Integrated trauma care for co-occurring concerns
Britt Teasdale: Compass emphasizes integrated care. Why is that important for trauma treatment?
Natalie Gela, PhD: We work very hard to individualize care here at Compass. For example, we know that, statistically, a lot of folks who struggle with trauma can also struggle with substance use. A lot of folks who struggle with trauma can also struggle with chronic pain and illness.
For folks who may be dealing with trauma and substance abuse or pain/illness, we have other programming that we offer that can supplement what they are learning and working on in the Trauma Program.
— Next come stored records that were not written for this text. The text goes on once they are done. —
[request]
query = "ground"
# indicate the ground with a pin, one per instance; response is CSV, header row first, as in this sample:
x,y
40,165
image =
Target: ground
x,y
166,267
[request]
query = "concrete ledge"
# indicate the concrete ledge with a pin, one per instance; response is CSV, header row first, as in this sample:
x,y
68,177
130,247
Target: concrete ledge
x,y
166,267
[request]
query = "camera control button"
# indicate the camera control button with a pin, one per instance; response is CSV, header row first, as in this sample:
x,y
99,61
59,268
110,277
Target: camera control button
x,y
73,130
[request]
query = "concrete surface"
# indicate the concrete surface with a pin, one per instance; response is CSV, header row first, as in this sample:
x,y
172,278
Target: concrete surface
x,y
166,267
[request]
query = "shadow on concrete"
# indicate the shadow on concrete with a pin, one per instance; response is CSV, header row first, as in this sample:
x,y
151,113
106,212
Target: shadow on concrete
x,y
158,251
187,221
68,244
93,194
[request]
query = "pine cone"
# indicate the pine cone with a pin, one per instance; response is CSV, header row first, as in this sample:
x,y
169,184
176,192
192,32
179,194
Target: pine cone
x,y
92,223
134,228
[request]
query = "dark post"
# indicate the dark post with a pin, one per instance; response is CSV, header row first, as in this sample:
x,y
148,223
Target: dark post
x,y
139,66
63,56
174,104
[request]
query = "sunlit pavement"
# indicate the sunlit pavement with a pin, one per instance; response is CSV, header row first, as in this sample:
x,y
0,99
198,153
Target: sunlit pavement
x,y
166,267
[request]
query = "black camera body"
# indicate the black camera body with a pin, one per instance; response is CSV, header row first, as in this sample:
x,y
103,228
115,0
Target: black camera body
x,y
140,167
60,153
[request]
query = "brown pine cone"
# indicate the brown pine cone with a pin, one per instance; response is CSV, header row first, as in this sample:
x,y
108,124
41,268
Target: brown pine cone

What Dr. Gela wishes more people understood
Britt Teasdale: What do you wish more people understood about seeking more support?
Natalie Gela, PhD: It can feel very isolating when someone is struggling. And there can be a lot of stigma around mental health, which can be an obstacle of course to seeking support and treatment.
I wish people knew how helpful it can be to step into this level of care and immediately start to challenge what they might be saying to themselves about their abilities, their self-work, their value. Having the opportunity to connect with others who have also experienced trauma—in a safe supportive environment—allows people the opportunity to see that they are human and have value and deserve compassion. Folks are able to learn that they are experiencing responses to trauma, not that they are bad or wrong or unlovable…or whatever other messaging the brain gives us when we are struggling. Being here—learning skills, being in groups where people share vulnerably with each other—is an incredible part of the healing process and of re-connecting someone to themselves and what matters to them.
Bios
Natalie Gela, PhD, is the Director of the Trauma & OCD/CA Programs at Compass Health Center in Northbrook. Dr. Gela received her doctorate in Clinical Psychology from the Illinois Institute of Technology in Chicago. She then completed her internship at Edward Hines Jr., VA Hospital, followed by her post-doctoral fellowship at Jesse Brown VA Medical Center in Chicago, specializing in trauma/PTSD, chronic pain, and substance use.
Britt Teasdale is a writer, photographer, and creative strategist. As Associate Director of Brand and Content at Compass Health Center, she has spent nearly a decade shaping narratives that translate complex clinical ideas into stories that resonate, reduce stigma, and help families access care. She holds a degree in Broadcast and Investigative Journalism, an MFA in Creative Nonfiction Writing, and began her career as a reporter. She is also co-host of Compass’s forthcoming podcast, You Only Know What You Know.